Amaggi levanta R$ 3,5 bilhões em estreia bilionária nas CPR-Fs
Amaggi capta R$ 3,5 bilhões em sua primeira emissão de CPR-Fs, lastreadas em soja e algodão, e reforça o apetite do mercado por títulos do agronegócio.

A Amaggi fez sua primeira emissão de CPR Financeira (CPR-F) e levantou R$ 3,5 bilhões em uma única operação, com títulos lastreados em produção de soja e algodão. O movimento confirma o apetite dos investidores por crédito do agro e reforça o uso das CPRs como alternativa relevante ao financiamento bancário tradicional.
O que aconteceu
Na estreia nas CPR-Fs, a Amaggi estruturou uma emissão bilionária com foco em investidores institucionais, usando como lastro contratos de produção futura de soja e algodão da companhia.[1] A operação segue o modelo de securitização do agronegócio, permitindo transformar recebíveis de safra em títulos negociáveis no mercado financeiro.[1]
Ao optar por CPR-F, a empresa acessa capital de giro em larga escala sem depender apenas de linhas subsidiadas ou de crédito direcionado, ampliando sua flexibilidade financeira.[1] O volume levantado coloca a emissão entre as maiores operações recentes de crédito privado ligadas ao agro no país.
Por que importa para o agro
Para o produtor e para as tradings, o sucesso da emissão mostra que ativos lastreados em produção agrícola seguem com forte demanda, mesmo em um ambiente de juros ainda elevados. Isso tende a aumentar o leque de instrumentos para financiamento de custeio, comercialização e investimentos, com prazos mais ajustados ao ciclo da lavoura.
No nível da cadeia, uma operação desse porte ajuda a consolidar a CPR-F como instrumento padrão para grandes grupos, o que tende a puxar mais emissões, padronização de estruturas e maior liquidez. Esse processo, combinado com o crescimento de Fiagros e CRAs, aprofunda a integração entre agro e mercado de capitais.
Dados e contexto
A CPR é um título criado na década de 1990 e modernizado pela Lei do Agro, hoje disponível em versões física, eletrônica e financeira. A CPR-F permite liquidação financeira, sem entrega física do produto, facilitando a securitização e a distribuição para investidores.

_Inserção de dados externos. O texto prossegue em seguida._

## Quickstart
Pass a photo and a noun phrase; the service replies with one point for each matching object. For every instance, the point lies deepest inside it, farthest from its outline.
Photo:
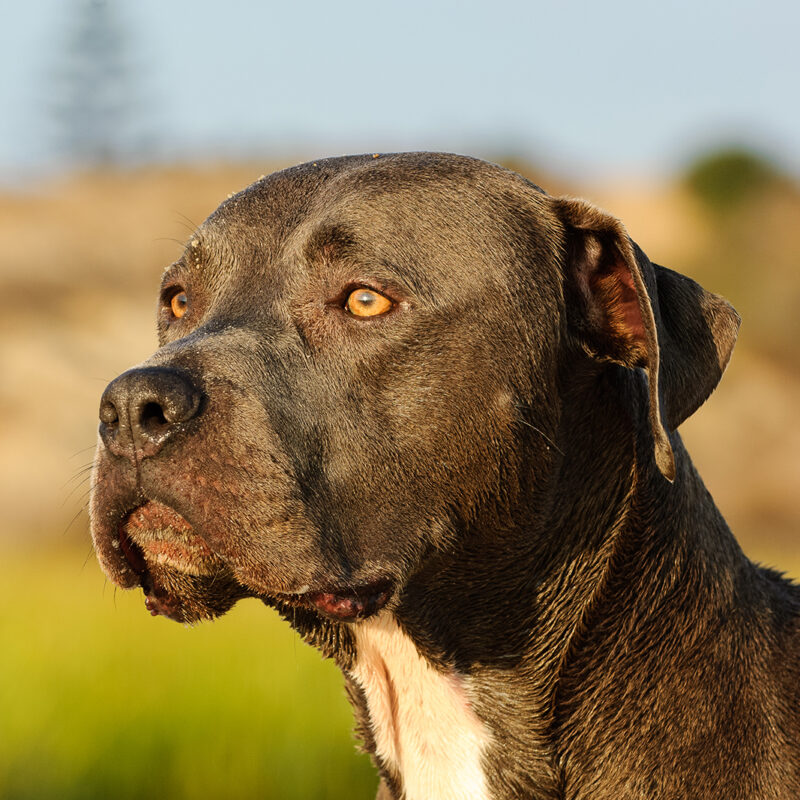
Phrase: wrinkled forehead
(437, 224)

Segundo o Ministério da Agricultura e dados compilados pela Embrapa, o agronegócio responde por quase 25% do PIB brasileiro, com soja e algodão entre as principais culturas em valor de produção.[1] A Conab projeta o Brasil como um dos maiores exportadores globais de soja, com produção frequentemente acima de 150 milhões de toneladas nas últimas safras, e algodão entre os líderes em exportação de pluma.
No mercado de capitais, a B3 e o MAPA apontam avanço consistente dos instrumentos do agro, com aumento no estoque de CPRs registradas e expansão de CRAs e Fiagros ano a ano. O movimento da Amaggi se soma a esse ciclo de profissionalização do crédito, com operações maiores, estruturadas e com governança de risco mais robusta.
| Indicador | Destaque aproximado |
|---|
| Valor da emissão Amaggi (CPR-F) | R$ 3,5 bilhões | | Lastro principal | Soja e algodão | | Participação do agro no PIB Brasil | ~25% | | Posição do Brasil na soja | Entre os maiores produtores e exportadores |
O que observar daqui pra frente
A emissão da Amaggi tende a servir de referência para novas operações de CPR-F de grande porte, pressionando por menores spreads e estruturas mais competitivas para o agro. Produtores e cooperativas devem acompanhar como esse tipo de captação impacta prazos, custos financeiros e exigências de governança, além da possível migração gradual de parte do crédito rural público para instrumentos privados ancorados em mercado de capitais.